Drie jaar werken in Seedorf en wonen in Duitsland

Intro 1965 – 1969

Even in vogelvlucht: ik ben Gerard Gaarthuis en verantwoordelijk voor deze proza.

Een resumé: 2 december 1965, opkomst op Depot Koninklijke Marechaussee in Apeldoorn; 12 november 1966, wachtbrigade ’t Loo in Apeldoorn; 23 mei 1967, brigade Eindhoven; 1 augustus 1967, motorpool brigade Valkenswaard. Vanaf 14 februari 1968, de grensbrigade Valkenswaard was opgeheven, vielen wij onder de brigade Welschap in Eindhoven. 12 maart 1968, brigade IJmuiden. Detachering naar de wachtbrigade paleis ’t Loo van 16 juli 1968 tot en met 16 november 1968.

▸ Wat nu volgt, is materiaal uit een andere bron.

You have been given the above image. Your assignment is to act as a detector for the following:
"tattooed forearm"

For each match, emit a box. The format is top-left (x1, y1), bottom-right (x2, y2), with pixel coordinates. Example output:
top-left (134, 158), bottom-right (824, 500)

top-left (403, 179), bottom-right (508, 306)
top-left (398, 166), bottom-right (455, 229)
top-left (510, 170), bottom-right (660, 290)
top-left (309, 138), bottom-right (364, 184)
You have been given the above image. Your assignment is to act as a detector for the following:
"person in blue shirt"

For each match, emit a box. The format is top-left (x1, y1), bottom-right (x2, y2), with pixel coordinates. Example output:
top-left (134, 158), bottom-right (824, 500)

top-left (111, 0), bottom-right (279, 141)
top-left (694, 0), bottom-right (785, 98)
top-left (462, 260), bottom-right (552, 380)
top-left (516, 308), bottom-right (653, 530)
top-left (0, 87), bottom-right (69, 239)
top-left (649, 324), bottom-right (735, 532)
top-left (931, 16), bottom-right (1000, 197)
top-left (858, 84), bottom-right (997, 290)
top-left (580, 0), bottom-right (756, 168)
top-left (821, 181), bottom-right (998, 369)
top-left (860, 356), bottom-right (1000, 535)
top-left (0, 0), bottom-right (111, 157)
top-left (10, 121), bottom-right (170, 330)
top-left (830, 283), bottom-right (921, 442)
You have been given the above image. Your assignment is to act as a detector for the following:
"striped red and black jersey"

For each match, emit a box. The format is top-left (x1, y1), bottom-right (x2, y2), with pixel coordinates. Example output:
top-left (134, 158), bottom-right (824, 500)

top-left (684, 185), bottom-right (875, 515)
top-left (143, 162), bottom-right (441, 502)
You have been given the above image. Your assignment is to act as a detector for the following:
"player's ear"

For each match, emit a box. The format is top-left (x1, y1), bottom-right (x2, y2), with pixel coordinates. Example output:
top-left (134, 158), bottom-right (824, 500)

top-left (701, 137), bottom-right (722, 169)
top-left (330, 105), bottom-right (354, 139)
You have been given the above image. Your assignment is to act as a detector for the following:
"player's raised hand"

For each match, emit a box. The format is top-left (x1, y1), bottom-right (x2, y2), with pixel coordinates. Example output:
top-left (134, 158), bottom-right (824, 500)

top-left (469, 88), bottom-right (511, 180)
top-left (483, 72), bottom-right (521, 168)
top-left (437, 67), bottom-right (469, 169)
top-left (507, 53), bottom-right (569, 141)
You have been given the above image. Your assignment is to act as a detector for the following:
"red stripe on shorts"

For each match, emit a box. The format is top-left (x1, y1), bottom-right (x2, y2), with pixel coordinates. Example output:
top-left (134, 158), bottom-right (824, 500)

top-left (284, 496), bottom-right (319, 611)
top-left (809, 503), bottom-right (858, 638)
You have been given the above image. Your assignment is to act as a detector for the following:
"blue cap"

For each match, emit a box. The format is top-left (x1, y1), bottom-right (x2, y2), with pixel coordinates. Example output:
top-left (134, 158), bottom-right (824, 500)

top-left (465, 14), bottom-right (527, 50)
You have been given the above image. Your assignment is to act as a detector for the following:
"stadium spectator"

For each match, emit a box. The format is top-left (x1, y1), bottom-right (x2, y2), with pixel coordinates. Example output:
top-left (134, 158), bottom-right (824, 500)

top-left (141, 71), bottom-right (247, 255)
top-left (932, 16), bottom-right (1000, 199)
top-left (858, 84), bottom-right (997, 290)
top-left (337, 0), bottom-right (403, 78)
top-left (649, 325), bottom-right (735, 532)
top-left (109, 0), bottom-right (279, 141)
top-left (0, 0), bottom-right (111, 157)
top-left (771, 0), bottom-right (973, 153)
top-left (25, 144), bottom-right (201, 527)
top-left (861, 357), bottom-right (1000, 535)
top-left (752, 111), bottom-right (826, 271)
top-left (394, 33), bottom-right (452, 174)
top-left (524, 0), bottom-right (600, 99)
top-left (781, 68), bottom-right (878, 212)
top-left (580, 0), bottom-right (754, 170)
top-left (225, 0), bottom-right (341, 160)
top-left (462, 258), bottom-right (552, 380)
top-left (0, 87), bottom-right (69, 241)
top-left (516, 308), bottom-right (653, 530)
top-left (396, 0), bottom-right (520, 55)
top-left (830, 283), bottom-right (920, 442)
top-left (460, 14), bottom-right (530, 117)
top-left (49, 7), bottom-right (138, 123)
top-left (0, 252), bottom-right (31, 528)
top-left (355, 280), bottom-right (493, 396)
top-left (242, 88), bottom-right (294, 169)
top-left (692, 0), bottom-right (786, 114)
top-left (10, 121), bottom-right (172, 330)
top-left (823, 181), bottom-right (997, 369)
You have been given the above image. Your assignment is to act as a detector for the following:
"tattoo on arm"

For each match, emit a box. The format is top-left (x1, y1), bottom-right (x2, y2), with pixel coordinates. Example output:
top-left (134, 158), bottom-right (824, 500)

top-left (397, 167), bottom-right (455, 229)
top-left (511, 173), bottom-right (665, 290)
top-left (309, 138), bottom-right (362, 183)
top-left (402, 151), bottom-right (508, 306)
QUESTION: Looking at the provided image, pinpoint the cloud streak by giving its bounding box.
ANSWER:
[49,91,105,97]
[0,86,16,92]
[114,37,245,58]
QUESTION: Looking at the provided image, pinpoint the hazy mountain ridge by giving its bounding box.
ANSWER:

Volgens de organisatie had ik in 1966 een te korte periode wachtgelopen. Mijn verzoek om ontheffing van deze detachering werd afgewezen.
Vreemd, de leiding van de wachtbrigade was erg blij en opgelucht dat ik 23 mei 1967 naar de brigade Eindhoven vertrok. Dit ging zo snel dat niemand was ingelicht over mijn komst. Ik heb uren op het station in Eindhoven gestaan tot dat in de organisatie duidelijk was geworden wat mijn nieuwe standplaats werd. Welkom!

Koninginnedag 1970 op de Legerplaats Seedorf,
v.l.n.r Wmr I Sjef van der Zande, Wmr I Piet Sikkens, Marechaussee er 1e klasse Gerard Gaarthuis.

Op 1 september 1969, vertrok ik voor 3 jaar naar de Brigade Koninklijke Marechaussee in Bergen/Hohne (in Seedorf aangekomen werd mijn plaatsing zonder overleg, gewijzigd in Seedorf!) Van deze 3 jaar heb ik een overzicht gemaakt van het werken en wonen in Duitsland en in het bijzonder in de omgeving van de Legerplaats Seedorf.

1 september 1969 bracht Tiny (mijn toenmalige vriendin met wie ik inmiddels al vele jaren gelukkig getrouwd ben) mij naar het station in Uitgeest.

Vrij vervoer enkele reis naar Arnhem en de KMar VW bus.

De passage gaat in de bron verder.